SpamAssassin and maildrop

Now that everything sort of works, let's assume we'd like to mitigate spam. We'll allow individual users to control the filtering via $HOME/.qmail (used by qmail) and $HOME/.mailfilter (used by maildrop).
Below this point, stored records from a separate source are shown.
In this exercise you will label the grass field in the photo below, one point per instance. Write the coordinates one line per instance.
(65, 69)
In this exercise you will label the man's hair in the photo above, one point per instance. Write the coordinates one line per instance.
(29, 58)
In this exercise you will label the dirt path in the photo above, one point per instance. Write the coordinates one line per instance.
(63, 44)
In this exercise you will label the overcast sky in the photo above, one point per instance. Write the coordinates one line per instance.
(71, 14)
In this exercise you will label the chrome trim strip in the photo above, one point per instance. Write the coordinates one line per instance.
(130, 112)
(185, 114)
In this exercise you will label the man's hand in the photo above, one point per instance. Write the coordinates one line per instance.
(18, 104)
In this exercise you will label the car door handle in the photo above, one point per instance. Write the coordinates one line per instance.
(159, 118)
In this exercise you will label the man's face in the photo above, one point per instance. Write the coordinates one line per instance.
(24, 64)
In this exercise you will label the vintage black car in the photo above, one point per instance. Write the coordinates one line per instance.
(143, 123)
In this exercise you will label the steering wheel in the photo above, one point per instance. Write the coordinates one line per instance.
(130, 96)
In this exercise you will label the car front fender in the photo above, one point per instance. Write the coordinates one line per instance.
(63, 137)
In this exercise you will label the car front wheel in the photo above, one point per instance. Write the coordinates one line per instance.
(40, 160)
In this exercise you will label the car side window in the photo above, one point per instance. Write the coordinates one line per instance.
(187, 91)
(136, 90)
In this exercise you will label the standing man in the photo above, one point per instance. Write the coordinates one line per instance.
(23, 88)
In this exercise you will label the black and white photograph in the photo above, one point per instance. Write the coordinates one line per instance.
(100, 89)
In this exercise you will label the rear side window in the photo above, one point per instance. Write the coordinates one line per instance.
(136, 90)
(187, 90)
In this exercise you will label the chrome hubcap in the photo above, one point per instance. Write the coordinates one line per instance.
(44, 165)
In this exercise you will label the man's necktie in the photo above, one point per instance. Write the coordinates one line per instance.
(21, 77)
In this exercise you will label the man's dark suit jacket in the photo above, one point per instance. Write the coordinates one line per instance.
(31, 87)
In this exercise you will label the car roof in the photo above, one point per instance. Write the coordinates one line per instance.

pkg_add maildrop p5-Mail-SpamAssassin
sa-update
crontab -e
,p
a
1 7 * * * /usr/local/bin/sa-update
.
w
q
rcctl enable spamassassin
rcctl start spamassassin
## do this as root to enable SpamAssassin for all users by default
#echo '| /usr/local/bin/spamc | maildir ./Maildir/' \
#	>/var/qmail/control/defaultdelivery
# OR do this as $USER to enable SpamAssassin for only that user
cd
wget http://openbsd.stanleylieber.com/qmail/dot.mailfilter &&
	mv dot.mailfilter .mailfilter	# edit to suit
chmod 600 .mailfilter
echo '| /usr/local/bin/spamc | maildrop' >.qmail

Turn on qmail

qmailctl start
qmailctl stat	# trust, but verify

Logs

tail -f /var/log/qmail/current | tai64nlocal	# qmail-send
tail -f /var/log/qmail/smtpd/current | tai64nlocal	# qmail-smtpd
tail -f /var/log/qmail/smtpd-ssl/current | tai64nlocal	# qmail-smtpd-ssl

Troubleshooting

DO NOT UNDER ANY CIRCUMSTANCES run the add-on program queue-fix. Pending further investigation.